Students describe their experiences in the Independent Research Program


Credit: Bella Wasserman

IRP members Katherine Chen and Aiden McComiskey discuss their upcoming presentations with IRP director Dr. Ying. Through IRP, Katherine and Aiden have the opportunity to pursue scientific subjects that pique their interest.

In the spring of ninth grade, freshmen are allowed to apply to Hackley’s Independent Research Program, IRP. Established in 2015, IRP is a three-year program that allows students to grow in their research skills through studying topics relating to science, math, or computer science. The IRP website describes it as an “opportunity to participate in authentic scientific research in a genuine setting.” Students participate in collegiate-level scientific research under the guidance of both the program’s experienced advisor Dr. Ying and a mentor who is an expert in the field of interest.
Each year, two to five freshmen are accepted to the IRP. The application process consists of an essay and an interview, through which students are evaluated on what characteristics they possess that would help them find success in this type of program, potential topics they might be interested in researching, and why they are interested in the topic. Those students accepted into their programs spend the summer preceding their sophomore year, beginning to explore their topic and research.

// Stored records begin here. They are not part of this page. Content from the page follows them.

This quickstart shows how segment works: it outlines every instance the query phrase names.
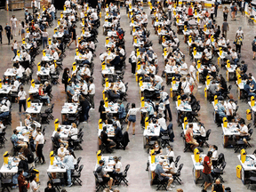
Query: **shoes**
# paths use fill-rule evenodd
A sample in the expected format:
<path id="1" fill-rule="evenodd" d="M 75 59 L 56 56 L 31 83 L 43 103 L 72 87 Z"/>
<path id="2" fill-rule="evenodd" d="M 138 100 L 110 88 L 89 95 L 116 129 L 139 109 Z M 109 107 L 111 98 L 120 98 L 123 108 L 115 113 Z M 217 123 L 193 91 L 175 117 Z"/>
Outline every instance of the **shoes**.
<path id="1" fill-rule="evenodd" d="M 68 188 L 70 188 L 73 185 L 73 183 L 70 183 L 68 186 L 67 186 Z"/>

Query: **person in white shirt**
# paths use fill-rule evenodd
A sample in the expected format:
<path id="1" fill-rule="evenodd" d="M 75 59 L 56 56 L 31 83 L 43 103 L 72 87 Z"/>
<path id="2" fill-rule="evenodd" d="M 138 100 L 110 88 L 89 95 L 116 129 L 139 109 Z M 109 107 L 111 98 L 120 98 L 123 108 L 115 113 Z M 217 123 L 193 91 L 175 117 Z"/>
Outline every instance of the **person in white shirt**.
<path id="1" fill-rule="evenodd" d="M 38 156 L 38 160 L 39 162 L 41 162 L 41 164 L 45 164 L 45 160 L 44 160 L 44 156 L 43 155 L 43 148 L 44 148 L 44 134 L 41 132 L 41 129 L 40 128 L 36 128 L 36 132 L 37 132 L 37 136 L 36 138 L 36 152 Z"/>
<path id="2" fill-rule="evenodd" d="M 17 18 L 15 17 L 15 15 L 12 15 L 12 18 L 11 18 L 11 24 L 12 24 L 12 35 L 17 36 L 16 35 L 16 28 L 17 28 L 17 25 L 18 25 L 18 20 L 17 20 Z"/>
<path id="3" fill-rule="evenodd" d="M 39 190 L 40 185 L 37 185 L 37 183 L 36 183 L 36 174 L 32 174 L 32 176 L 30 177 L 29 187 L 30 187 L 31 192 L 40 192 L 40 190 Z"/>
<path id="4" fill-rule="evenodd" d="M 23 90 L 23 86 L 21 86 L 20 91 L 18 93 L 20 114 L 21 113 L 21 107 L 22 106 L 23 106 L 24 111 L 26 111 L 26 100 L 27 100 L 27 92 Z"/>
<path id="5" fill-rule="evenodd" d="M 95 84 L 93 84 L 93 80 L 91 78 L 89 79 L 89 98 L 90 98 L 90 103 L 92 105 L 92 110 L 94 110 L 94 95 L 95 95 Z"/>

During the school year, the IRP class counts as a major, meeting six times per seven-day cycle. Students receive a maximum of 30 minutes of homework and while they have no quizzes, tests, or exams, they do have assignment deadlines to meet. As long as these deadlines are met, IRP students receive a passing grade. Over the summers following sophomore and junior year, students are expected to spend six to eight weeks in a lab. This is a large time commitment, and students must be prepared to learn to manage their time accordingly along with other classes.

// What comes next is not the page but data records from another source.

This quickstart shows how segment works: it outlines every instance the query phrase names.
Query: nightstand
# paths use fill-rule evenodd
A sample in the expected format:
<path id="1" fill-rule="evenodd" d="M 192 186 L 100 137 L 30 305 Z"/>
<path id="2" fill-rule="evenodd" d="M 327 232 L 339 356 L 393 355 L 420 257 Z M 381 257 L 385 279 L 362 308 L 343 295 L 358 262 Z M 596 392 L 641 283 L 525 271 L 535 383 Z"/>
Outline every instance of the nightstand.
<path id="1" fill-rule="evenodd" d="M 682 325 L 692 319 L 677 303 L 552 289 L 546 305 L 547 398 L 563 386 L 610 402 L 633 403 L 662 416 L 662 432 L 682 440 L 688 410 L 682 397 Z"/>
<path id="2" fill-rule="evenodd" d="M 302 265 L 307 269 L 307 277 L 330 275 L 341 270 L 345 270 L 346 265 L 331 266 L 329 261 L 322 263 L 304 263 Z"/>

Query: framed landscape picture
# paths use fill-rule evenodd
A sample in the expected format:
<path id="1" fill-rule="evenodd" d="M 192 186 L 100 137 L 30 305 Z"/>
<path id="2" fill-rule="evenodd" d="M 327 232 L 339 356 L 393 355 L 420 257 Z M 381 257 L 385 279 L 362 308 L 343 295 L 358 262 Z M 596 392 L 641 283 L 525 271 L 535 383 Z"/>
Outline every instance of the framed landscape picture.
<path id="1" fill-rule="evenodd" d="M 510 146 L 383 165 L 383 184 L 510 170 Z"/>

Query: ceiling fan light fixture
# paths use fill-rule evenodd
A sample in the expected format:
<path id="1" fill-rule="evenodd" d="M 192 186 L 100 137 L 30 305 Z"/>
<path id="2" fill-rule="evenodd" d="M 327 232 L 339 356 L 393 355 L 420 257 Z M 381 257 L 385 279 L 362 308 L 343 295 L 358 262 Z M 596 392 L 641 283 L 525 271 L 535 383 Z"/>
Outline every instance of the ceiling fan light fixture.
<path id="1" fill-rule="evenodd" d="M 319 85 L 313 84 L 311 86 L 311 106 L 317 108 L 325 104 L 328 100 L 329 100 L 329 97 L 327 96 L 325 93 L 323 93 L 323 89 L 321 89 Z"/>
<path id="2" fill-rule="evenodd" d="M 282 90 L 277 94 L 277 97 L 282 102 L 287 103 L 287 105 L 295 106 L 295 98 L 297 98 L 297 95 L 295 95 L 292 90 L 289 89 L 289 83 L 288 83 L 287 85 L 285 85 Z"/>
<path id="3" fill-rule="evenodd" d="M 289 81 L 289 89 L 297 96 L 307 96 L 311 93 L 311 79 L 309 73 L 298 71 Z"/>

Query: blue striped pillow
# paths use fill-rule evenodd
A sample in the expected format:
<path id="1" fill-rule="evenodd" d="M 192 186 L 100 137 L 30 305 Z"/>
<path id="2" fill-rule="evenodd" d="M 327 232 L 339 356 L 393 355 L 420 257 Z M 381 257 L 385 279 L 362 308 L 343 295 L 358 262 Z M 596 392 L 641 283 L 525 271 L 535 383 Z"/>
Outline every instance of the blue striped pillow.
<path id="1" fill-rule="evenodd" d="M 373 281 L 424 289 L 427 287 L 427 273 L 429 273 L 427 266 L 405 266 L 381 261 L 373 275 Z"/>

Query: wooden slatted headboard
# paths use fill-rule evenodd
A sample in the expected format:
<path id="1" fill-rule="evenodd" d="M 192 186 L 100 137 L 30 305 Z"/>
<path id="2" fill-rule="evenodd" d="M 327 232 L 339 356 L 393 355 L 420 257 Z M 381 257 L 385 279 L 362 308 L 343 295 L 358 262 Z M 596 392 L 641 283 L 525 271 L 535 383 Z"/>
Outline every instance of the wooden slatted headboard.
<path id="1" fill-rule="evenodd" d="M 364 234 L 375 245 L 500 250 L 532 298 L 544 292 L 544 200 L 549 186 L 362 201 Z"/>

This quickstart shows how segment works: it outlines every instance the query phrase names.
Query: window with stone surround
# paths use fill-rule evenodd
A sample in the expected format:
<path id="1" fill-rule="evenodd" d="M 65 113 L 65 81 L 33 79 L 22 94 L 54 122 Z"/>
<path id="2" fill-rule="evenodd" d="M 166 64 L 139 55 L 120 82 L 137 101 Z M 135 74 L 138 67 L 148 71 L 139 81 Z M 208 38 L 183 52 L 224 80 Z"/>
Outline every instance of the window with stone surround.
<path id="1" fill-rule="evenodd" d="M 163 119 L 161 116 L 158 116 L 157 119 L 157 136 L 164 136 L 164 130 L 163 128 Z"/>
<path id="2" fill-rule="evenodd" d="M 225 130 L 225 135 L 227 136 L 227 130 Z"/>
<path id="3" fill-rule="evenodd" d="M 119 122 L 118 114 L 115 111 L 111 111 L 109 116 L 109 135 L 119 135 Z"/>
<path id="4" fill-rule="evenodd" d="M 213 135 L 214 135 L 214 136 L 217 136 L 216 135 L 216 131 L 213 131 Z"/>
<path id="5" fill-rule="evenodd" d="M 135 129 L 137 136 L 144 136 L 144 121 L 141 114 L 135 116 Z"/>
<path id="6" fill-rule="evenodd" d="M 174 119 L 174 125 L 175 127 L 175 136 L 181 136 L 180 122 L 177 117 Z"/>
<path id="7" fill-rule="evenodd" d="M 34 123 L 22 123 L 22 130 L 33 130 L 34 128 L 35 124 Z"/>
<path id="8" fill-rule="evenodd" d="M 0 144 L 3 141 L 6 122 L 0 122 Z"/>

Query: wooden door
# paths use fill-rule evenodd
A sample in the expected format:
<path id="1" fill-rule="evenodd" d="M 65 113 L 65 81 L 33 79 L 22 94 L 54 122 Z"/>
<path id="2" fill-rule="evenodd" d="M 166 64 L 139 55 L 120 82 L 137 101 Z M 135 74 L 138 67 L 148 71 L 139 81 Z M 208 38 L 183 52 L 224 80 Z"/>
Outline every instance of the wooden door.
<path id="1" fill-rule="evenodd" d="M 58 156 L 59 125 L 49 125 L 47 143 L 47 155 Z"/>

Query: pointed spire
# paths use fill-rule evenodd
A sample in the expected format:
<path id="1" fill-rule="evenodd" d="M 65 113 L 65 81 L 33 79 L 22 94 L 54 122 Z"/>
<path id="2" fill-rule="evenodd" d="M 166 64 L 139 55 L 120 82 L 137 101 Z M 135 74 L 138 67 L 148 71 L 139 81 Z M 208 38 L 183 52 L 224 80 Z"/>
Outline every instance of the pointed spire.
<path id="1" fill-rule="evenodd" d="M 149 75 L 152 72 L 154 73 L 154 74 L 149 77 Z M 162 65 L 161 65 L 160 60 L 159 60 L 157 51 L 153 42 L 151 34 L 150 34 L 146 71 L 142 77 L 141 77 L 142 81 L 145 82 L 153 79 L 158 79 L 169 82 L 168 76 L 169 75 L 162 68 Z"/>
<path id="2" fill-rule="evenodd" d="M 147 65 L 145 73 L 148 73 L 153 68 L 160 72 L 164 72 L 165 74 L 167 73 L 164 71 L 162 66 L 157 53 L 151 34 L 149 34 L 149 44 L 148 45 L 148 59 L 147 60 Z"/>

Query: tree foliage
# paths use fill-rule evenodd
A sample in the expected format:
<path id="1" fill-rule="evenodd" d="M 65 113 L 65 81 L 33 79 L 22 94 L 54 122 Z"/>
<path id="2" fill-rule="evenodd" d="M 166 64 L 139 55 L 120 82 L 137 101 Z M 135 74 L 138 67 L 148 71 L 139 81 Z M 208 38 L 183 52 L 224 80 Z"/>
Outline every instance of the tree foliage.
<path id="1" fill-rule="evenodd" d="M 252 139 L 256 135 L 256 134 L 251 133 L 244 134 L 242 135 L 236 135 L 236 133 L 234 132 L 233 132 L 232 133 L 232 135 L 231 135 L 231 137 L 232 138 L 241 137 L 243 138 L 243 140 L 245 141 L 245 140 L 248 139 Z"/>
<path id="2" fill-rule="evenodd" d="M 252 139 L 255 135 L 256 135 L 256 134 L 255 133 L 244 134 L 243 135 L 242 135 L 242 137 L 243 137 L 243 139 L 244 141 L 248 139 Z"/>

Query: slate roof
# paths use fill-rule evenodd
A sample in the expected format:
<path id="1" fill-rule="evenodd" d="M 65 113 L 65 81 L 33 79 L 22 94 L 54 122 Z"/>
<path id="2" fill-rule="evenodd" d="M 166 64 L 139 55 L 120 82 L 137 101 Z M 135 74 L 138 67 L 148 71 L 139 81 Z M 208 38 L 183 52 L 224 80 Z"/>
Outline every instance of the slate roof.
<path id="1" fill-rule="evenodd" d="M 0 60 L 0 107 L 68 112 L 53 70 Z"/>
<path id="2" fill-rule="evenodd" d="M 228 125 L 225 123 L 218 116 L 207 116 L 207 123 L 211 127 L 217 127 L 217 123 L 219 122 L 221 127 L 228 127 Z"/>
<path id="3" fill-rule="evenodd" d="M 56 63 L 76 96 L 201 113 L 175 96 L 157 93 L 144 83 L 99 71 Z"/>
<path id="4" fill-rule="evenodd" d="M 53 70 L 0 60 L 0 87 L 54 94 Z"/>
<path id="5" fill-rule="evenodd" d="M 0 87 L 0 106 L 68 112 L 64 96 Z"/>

“It’s pretty reasonable… most of the time class time in IRP is dedicated to just doing what will carry on into homework,” sophomore Harper Kelsey said.

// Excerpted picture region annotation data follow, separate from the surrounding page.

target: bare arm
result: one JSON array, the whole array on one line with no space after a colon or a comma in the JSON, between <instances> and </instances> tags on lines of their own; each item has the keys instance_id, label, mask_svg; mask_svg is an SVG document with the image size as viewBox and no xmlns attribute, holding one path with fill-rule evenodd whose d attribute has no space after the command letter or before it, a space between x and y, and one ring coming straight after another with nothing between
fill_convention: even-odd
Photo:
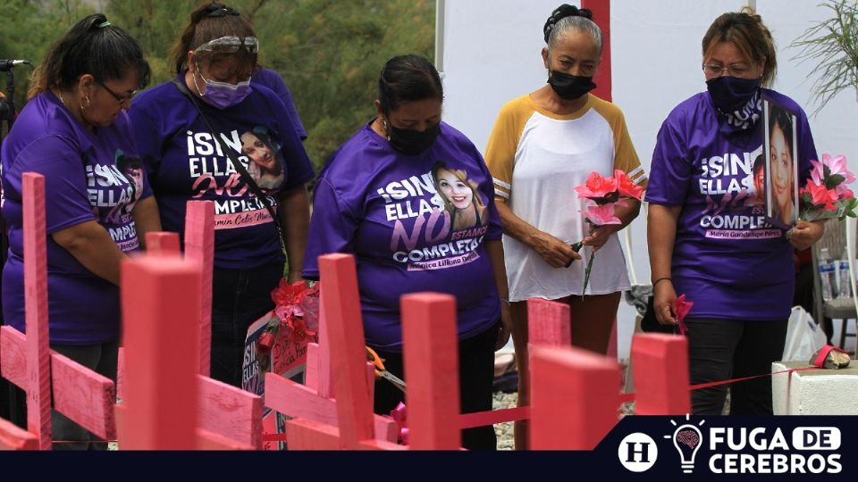
<instances>
[{"instance_id":1,"label":"bare arm","mask_svg":"<svg viewBox=\"0 0 858 482\"><path fill-rule=\"evenodd\" d=\"M301 279L307 235L310 230L310 200L307 187L302 184L281 192L280 208L286 237L286 256L289 258L288 281L294 283Z\"/></svg>"},{"instance_id":2,"label":"bare arm","mask_svg":"<svg viewBox=\"0 0 858 482\"><path fill-rule=\"evenodd\" d=\"M662 325L677 323L670 308L673 300L677 298L677 292L670 278L670 264L677 238L677 220L679 219L680 211L681 206L650 204L647 218L646 242L653 282L653 305L655 317Z\"/></svg>"},{"instance_id":3,"label":"bare arm","mask_svg":"<svg viewBox=\"0 0 858 482\"><path fill-rule=\"evenodd\" d=\"M819 220L812 222L799 220L795 227L786 235L790 243L799 251L809 248L825 234L825 220Z\"/></svg>"},{"instance_id":4,"label":"bare arm","mask_svg":"<svg viewBox=\"0 0 858 482\"><path fill-rule=\"evenodd\" d=\"M96 220L61 229L51 237L93 274L119 285L119 266L127 256Z\"/></svg>"},{"instance_id":5,"label":"bare arm","mask_svg":"<svg viewBox=\"0 0 858 482\"><path fill-rule=\"evenodd\" d=\"M146 249L146 233L156 233L161 230L161 216L158 214L158 203L154 195L140 199L131 210L134 224L137 226L137 237L140 245Z\"/></svg>"},{"instance_id":6,"label":"bare arm","mask_svg":"<svg viewBox=\"0 0 858 482\"><path fill-rule=\"evenodd\" d=\"M492 270L494 271L494 284L500 296L500 333L494 346L495 350L503 347L509 341L512 334L512 312L509 310L509 285L507 283L507 267L503 259L503 243L500 239L485 242L485 251L492 261Z\"/></svg>"},{"instance_id":7,"label":"bare arm","mask_svg":"<svg viewBox=\"0 0 858 482\"><path fill-rule=\"evenodd\" d=\"M533 248L545 262L554 268L565 268L573 260L581 259L581 255L576 253L568 244L549 233L540 231L516 216L507 205L505 199L495 197L494 200L498 206L498 212L500 213L504 234Z\"/></svg>"},{"instance_id":8,"label":"bare arm","mask_svg":"<svg viewBox=\"0 0 858 482\"><path fill-rule=\"evenodd\" d=\"M593 251L599 249L608 242L610 235L618 232L629 225L641 212L641 202L636 199L623 199L626 206L618 204L614 209L614 215L619 218L622 224L606 224L590 231L590 236L584 238L584 244L593 246Z\"/></svg>"}]
</instances>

Over the summer leading up to her sophomore year, Harper began her research by reading articles and doing a write-up on each of them. For sophomores, the general goal for IRP students is to decide on a research topic and contact potential mentors. Class time is spent learning about literature reviews, designing and conducting experiments, and data analysis.
Harper is spending her first year in the Independent Research Program researching in vitro gametogenesis, which she explained as an assisted reproductive technology that can turn stem cells into sperm or egg cells, which can then be used in the reproductive process. This is useful to infertile or same-sex couples who desire a biological child. Through IRP, Harper is able to pursue a topic that interests and is important to her, keeping her actively engaged in what she is doing. “For this year of research, I want to try and find a mentor, set that up, and get a better grasp of the processes of IVG specifically.”
Junior year IRP students learn to analyze and present data in the form of written reports and presentations. They also spend time mentoring sophomore IRP students. Their goal for the year is finalizing their research project and securing a mentor. Kiran Marfatia, a junior in his second year of research, spends class periods making edits to a paper he plans to submit to a science competition in the next year.
Kiran explains, “most of the class is you doing your own work, and in addition to that, you have meetings with Dr. Ying, and you’re a part of a team. There are different teams in each section that have similar topics, and every cycle you have a team meeting to discuss progress.”
Kiran is researching aerodynamics in aircraft design. “I’ve liked planes since I was a kid,” he said, “and I thought that going about this could be the start of something I might want to pursue as a career.”
This past summer, Kiran had an internship at NASA (National Aeronautics and Space Administration). “I did computer-based aircraft modeling, where I modeled the flaps of an aircraft – basically I wrote a program in Python, that simulated the flaps on the wing of an aircraft – which would then be integrated into an overall project for the model of a plane which is going to be used for hybrid electric aircraft usage.”
This year, Kiran hopes to prepare a presentation to enter into a science competition. He plans to get a paper, poster, and presentation done. He continues to be in contact with his mentor from NASA and the project lead.
According to the IRP Website, there is no requirement for students to stay all three years. “Definitely do it;” Harper said, “if you have a goal in mind if there’s something that you’re passionate about, go for it – because it also teaches you life skills. How to write a cover letter, how to write a resume, it’s just overall a good class to be in.”